Nein, das würde nur bei einer Abtrennung des Netzes so funktionieren. Etwa die Hälfte der Regionalisierungsmittel landen beim Netz, aber ohne daß die Länder beeinflussen könnten, wie und wofür. Abbestellt wird die Verkehrsleistung, wenn sie im Vergleich zu dem, was sie kostet, so kläglich geworden ist, daß sie niemand mehr in Anspruch nehmen will. Die Verkehrsleistung ist das Ergebnis, die an DB Netz dabei bezahlten Trassenentgelte eine Vorleistung, die in dieses Ergebnis einfließt. Das Ergebnis ist kurios: Politisch gewünschte Verkehrsleistungen werden unter Bedingungen erbracht, auf die die Besteller in sehr vielen Punkten gar keinen Einfluß haben.

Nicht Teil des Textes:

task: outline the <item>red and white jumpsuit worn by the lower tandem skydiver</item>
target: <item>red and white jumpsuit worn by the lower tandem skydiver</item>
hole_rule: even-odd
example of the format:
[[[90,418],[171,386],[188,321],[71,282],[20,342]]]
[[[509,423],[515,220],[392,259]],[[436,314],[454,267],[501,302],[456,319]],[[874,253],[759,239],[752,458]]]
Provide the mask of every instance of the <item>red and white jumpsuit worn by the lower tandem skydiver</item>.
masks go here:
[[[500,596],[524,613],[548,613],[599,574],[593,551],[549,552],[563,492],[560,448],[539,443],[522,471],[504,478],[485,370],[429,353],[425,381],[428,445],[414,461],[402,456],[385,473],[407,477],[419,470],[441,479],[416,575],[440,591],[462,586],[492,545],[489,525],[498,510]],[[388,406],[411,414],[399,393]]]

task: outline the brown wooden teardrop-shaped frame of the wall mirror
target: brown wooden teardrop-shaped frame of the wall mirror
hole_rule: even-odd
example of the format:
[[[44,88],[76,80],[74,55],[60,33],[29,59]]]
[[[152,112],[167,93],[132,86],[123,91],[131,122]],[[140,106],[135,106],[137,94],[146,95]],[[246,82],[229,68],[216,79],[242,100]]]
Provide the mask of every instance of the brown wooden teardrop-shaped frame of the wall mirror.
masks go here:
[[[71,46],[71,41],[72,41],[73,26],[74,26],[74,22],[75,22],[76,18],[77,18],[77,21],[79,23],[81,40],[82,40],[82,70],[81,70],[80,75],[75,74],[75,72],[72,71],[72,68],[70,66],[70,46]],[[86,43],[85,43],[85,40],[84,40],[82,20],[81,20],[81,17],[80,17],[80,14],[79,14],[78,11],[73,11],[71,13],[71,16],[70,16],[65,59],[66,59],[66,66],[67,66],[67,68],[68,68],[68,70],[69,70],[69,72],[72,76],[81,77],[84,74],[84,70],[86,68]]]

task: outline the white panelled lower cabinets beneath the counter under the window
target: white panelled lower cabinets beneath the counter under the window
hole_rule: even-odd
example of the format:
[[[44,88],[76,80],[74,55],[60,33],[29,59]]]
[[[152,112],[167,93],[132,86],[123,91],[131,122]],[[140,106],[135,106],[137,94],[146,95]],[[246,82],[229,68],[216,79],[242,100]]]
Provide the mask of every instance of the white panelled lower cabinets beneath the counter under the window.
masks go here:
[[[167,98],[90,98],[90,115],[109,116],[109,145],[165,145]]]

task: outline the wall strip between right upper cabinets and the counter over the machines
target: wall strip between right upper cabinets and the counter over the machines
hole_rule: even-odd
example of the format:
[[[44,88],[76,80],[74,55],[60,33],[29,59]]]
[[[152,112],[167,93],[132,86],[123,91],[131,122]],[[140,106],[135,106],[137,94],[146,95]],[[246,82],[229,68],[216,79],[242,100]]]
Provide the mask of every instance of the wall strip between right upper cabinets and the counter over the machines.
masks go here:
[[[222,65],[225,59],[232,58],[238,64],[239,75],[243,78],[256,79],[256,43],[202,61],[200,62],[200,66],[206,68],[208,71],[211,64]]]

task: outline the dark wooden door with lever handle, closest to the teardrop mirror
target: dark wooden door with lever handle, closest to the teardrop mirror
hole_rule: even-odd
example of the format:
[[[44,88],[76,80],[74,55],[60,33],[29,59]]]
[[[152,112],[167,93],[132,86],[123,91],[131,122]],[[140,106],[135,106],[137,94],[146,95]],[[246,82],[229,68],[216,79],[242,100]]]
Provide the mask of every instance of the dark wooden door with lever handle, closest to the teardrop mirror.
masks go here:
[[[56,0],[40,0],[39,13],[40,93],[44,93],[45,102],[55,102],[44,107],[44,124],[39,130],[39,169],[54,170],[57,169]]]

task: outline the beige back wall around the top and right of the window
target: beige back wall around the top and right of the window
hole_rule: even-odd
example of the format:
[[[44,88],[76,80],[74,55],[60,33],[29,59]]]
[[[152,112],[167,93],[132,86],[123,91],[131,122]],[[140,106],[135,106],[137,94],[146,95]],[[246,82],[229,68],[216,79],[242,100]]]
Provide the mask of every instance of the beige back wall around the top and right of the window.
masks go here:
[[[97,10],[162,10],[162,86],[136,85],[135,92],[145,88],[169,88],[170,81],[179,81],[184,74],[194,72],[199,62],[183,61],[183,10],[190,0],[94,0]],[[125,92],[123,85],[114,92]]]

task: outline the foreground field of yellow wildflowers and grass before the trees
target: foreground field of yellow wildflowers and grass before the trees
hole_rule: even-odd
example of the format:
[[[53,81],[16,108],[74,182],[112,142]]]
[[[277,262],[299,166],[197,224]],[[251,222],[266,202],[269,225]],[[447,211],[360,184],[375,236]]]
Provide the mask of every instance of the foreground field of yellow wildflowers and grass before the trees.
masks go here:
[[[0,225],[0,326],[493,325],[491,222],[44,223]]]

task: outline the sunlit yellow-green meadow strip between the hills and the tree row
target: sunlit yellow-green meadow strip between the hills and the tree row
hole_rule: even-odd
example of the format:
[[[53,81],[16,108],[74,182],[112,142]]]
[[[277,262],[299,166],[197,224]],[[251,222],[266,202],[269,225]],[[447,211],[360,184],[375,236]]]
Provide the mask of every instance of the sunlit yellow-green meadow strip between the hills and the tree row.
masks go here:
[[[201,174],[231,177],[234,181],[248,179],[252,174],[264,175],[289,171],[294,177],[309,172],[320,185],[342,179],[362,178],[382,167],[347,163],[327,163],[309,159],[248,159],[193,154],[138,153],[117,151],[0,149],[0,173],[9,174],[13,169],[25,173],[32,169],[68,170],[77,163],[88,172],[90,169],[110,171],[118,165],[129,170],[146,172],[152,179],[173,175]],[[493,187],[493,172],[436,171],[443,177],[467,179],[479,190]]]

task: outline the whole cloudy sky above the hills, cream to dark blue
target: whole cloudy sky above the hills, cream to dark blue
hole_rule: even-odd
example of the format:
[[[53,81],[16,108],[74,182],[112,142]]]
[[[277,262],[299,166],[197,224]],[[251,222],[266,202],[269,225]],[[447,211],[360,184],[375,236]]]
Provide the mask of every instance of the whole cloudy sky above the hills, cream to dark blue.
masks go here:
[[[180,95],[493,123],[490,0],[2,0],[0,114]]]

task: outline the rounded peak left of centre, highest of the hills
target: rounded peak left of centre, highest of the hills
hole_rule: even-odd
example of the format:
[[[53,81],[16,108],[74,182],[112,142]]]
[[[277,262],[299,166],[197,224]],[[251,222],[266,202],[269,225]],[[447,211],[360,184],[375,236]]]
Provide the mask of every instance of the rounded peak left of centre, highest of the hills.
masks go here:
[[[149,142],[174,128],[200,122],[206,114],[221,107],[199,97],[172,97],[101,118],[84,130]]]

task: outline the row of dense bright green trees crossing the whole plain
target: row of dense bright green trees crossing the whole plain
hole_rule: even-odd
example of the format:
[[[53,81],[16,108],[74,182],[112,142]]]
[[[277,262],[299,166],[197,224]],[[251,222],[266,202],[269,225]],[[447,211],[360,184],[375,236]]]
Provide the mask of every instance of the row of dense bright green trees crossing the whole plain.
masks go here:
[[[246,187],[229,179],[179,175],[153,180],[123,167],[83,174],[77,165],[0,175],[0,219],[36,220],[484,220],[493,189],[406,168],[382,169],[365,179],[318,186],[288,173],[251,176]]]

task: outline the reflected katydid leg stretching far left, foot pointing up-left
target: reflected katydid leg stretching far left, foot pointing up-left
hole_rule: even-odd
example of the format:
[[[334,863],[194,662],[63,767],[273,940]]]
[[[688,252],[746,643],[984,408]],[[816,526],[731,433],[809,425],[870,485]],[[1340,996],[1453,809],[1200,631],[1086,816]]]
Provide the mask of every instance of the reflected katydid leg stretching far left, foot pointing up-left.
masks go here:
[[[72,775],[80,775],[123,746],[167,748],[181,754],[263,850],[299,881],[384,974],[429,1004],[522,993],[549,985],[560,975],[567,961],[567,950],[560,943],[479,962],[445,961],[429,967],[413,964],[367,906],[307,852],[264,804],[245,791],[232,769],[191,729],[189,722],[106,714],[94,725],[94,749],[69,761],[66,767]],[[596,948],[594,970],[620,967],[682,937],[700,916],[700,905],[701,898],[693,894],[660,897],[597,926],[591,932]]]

Wenn z.B. der zuständige Minister in Hessen entscheiden könnte, ob er die gleiche Summe lieber für die Demolierung des Gütergleises an der Bergstraße ausgibt oder lieber für Rationalisierungsmaßnahmen, die den Verkehr auf der Odenwaldbahn billiger machen würden und damit einen dichteren Takt und kürzere Fahrzeiten erlauben würden, glaube ich nicht, daß er sich der Option anschlösse, die die DB Netz für ihn getroffen hat.
Ob jemand Beamter oder Angestellter ist, sieht man jemandem
nicht an.
Das hört man, sobald einer den Mund aufmacht, ob er eine vernünftige Ausbildung oder eine dreiwöchige Einweisung bekommen hat. Die Beamten, die noch im Betriebsdienst sind und nicht irgendwo im Gelben Sack rumhängen, Buchfahrpläne einbessern und verteilen und wasweißich für spannende Aufgaben (kein Jux, Hartz-IV-Erfassen wurde tatsächlich in großem Umfang von Eisenbahnern erledigt - während gleichzeitig Zugausfälle wegen Personalmangel an allen Ecken und Enden normal sind), sind schnell abgezählt.
Aber das steht auf einem anderen Blatt.